Тут уж у старика и руки опустились… Сел на лошаденку и поехал в город. Все пороги там пооббивал. Слушали его и посмеивались.
– Не будь простаком! На то и щука в море, чтоб карась не дремал. Сунулся к адвокатам! Те, известно, денежки подай, а тогда разговаривать будем! Продал лошадь, дал задатку, настрочили ему прошение и убирайся!
В город то он доехал, а из города на своих на двоих пришлось верст пятьдесят отмахать, а человек он в летах.
Дошел он так до этой самой горки, что я вам, указал, и прилег у источника отдохнуть, а у самого из головы не выходит: совсем все нищие остались. Долго ли, коротко он думал, однако уснул.
И снится ему, будто к нему подходит какой-то богатый человек, одетый не по-здешнему, а как в древности патриархи еврейские ходили…
«Что, горит, человече, смущается душа твоя, не согрешил волею пред Господом, а разят тебя разные невзгоды. Вижу, но и знаю, что не оскудела вера твоя в Бога. И вера твоя спасет тебя. Я тоже был богат и стадами, и хлебом, и домами, и детьми. Все отнял у меня враг рода человеческого. Обнищал я, покрылся проказою и вот, на том месте, где ты теперь отдыхаешь, я черепками чесал струпья свои. И услышал Господь молитву раба Своего и сторицею возвратил мне все. И теперь я в лоне Авраамове. Да не оскудеет вера твоя. Претерпевший до конца спасен будет».
Проснулся Петр Иванович и прямо не может очнуться. Как живой все равно стоит пред ним патриарх.
Подумал, подумал старик и пошел домой. О сне никому не говорит.
На прошение пришел ответ: отказали вчистую, еще судебные издержки присудили с него же. Прямо убирайся, куда глаза глядят, в чем мать родила.
И пошел…
Приходит на станцию, а она вся флагами убрана.
– Кого встречают?– спросил он служащих.
– Военного министра Алексея Николаевича Куропаткина.
Старик задумался, что за совпадение такое, чтобы это значило? А сам молится и про чудный сон вспоминает.
Тут поезд подошел. Вышел министр, со всеми поздоровался, а потом видит, отдельно старик стоит, подошёл к нему и спрашивает:
– А тебе, старик, что нужно? Может просьбу имеешь, говори!

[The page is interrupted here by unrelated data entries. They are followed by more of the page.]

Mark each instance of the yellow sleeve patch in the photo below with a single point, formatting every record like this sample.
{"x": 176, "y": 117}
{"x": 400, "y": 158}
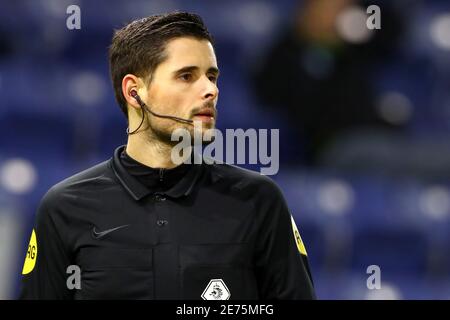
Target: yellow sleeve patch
{"x": 298, "y": 240}
{"x": 30, "y": 259}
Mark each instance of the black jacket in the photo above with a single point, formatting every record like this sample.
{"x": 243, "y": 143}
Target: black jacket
{"x": 221, "y": 232}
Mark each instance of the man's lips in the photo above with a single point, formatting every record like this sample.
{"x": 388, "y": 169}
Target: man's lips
{"x": 207, "y": 113}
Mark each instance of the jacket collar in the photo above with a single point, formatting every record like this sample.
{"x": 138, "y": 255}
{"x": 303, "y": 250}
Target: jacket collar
{"x": 138, "y": 191}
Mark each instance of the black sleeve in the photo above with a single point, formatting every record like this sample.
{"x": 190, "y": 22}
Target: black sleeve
{"x": 46, "y": 261}
{"x": 282, "y": 264}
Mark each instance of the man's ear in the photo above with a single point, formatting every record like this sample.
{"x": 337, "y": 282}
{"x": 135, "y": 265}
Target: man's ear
{"x": 129, "y": 83}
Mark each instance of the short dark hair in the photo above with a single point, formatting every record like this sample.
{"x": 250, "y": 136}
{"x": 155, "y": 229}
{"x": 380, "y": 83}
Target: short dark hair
{"x": 139, "y": 47}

Тут ему Петр Иванович всё и выложил. Нахмурился министр, посмотрел на властей сурово и говорит адъютанту:
– Расспросите старика хорошенько, да запишите. Я это дело разберу. Нельзя русских людей за то только, что они молокане, в обиду давать. Я их близко знаю. Рабочий и не пьющий народ и семьяне примерные!
И точно – недели не прошло – все старику вернули, да еще с лихвою, а начальство само за ним ухаживать начало, как бы чего министру не написал. Теперь богатеем живёт. Двух дочерей замуж выдал. Сыновья все хорошо живут. У старшего три фаэтона в Асхабаде, первые выезды, в пять тысяч не уберешь. Так то!
– А что же это, Алексей Иванович, за Хозрет-Айюб?
– А то, что по преданию там, где уснул старик, во времена библейские страдал праведный Иов. Так преданье говорит. Вот Вы и смекайте то, кто старику снился…
Однако, Вам и лошади готовы, с Богом езжайте, если будете в том поселке, кланяйтесь от меня Петру Ивановичу.